C内に、モノ射 m:A→B があれば、A⊆B のように思えます。しかし、モノ射mは一意的には決まりません。そこで、A, Bに対して一意的にモノ射が確定するような状況を考えます。一意的に決まるモノ射を(それがあれば)jA,B:A→B と書くことにします。そのようなjA,Bを(A,Bを動かして)全部寄せ集めたクラスをJと書きます。

Jの性質を書き下しましょう。がその前に、2つの言葉を準備します; やせた圏(thin category)とは、ホムセットが空集合か単元集合である圏です。ある圏Cの部分圏D広い部分圏(broad subcategory, wide subcategory)とは、|D| = |C| のことです。

さて、Jは、圏Cの部分圏として次の性質を持ちます。

  1. Jに属する射はすべてモノ射である。
  2. Jはやせた部分圏である。
  3. Jは広い部分圏である。

このような部分圏Jを持つ圏Cは、包含付き圏(category with inclusions)と呼び、Jを包含の部分圏(subcategory of inclusions)、Jに含まれる射は包含射または単に包含(inclusion)と呼びます。モノ射の条件を外すこともありますが、ここでは仮定しておきます*1

(C, J)を包含付き圏として、ここであらためて次のように定義します。

  • A⊆B ⇔ Jの射 jA,B:A→B が存在する

Jの性質から、jA,Bが存在するならそれは一意的です。次の性質は容易に示せます(練習問題)。

  1. A⊆A
  2. A⊆B、B⊆C ならば A⊆C
  3. A⊆B、B⊆A ならば AとBは同型

部分圏Jにより、Cはプレ順序構造を持ちます。しかし、「A⊆B、B⊆A ならば A = B」は示せません。同型とホントに同じことは違います。多くの応用では、Cが順序構造になること「A⊆B、B⊆A ならば A = B」も要求します。Jに関する条件で書けば:

  • J(A, B)が空でなく、J(B, A)も空でないなら A = B 。

包含の部分圏Jにこの条件まで仮定することがあります(それが多数派かも*2)。さらに、集合の共通部分や合併と類似の演算を、引き戻し(ファイバー積)、押し出し(ファイバー余積、融合和)により定義できることまで要求することもあります。

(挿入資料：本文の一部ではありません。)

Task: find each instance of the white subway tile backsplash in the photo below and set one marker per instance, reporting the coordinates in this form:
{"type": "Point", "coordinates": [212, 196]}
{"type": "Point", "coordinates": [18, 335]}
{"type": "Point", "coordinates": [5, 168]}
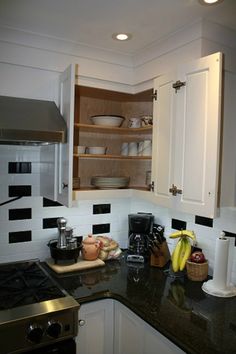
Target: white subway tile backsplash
{"type": "Point", "coordinates": [81, 216]}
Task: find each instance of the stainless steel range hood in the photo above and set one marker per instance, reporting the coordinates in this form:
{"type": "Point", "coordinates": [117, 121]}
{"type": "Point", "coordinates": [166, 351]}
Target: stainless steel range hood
{"type": "Point", "coordinates": [30, 122]}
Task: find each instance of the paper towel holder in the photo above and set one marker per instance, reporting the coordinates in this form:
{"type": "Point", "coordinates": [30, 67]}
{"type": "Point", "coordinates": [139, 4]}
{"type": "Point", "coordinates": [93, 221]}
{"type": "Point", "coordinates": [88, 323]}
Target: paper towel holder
{"type": "Point", "coordinates": [211, 287]}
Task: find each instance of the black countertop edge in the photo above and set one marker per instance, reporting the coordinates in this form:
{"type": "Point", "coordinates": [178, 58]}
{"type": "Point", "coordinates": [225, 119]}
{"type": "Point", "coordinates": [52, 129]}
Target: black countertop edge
{"type": "Point", "coordinates": [109, 295]}
{"type": "Point", "coordinates": [204, 324]}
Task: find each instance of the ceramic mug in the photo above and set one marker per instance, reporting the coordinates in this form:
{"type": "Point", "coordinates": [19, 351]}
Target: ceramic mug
{"type": "Point", "coordinates": [140, 148]}
{"type": "Point", "coordinates": [134, 123]}
{"type": "Point", "coordinates": [147, 148]}
{"type": "Point", "coordinates": [133, 148]}
{"type": "Point", "coordinates": [146, 121]}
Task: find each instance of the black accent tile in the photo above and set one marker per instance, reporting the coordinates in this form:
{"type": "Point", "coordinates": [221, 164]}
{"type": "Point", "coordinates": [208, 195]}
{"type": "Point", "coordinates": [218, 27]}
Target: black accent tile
{"type": "Point", "coordinates": [101, 228]}
{"type": "Point", "coordinates": [48, 202]}
{"type": "Point", "coordinates": [20, 236]}
{"type": "Point", "coordinates": [101, 208]}
{"type": "Point", "coordinates": [19, 191]}
{"type": "Point", "coordinates": [202, 220]}
{"type": "Point", "coordinates": [178, 224]}
{"type": "Point", "coordinates": [50, 223]}
{"type": "Point", "coordinates": [20, 214]}
{"type": "Point", "coordinates": [231, 234]}
{"type": "Point", "coordinates": [19, 167]}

包含の条件をきつくして、包含に関してさまざまな演算が出来ることまで前提すると、圏全体がだんだん集合束と似た感じになってくるわけです。

*1:inclusionとはいいながら、実際は射影(projection、エピ射)だったりすることもあるので、モノ射の条件が不都合になることがあります。

*2:比較的にマイナーな概念だと、用語法が安定してないのですよね。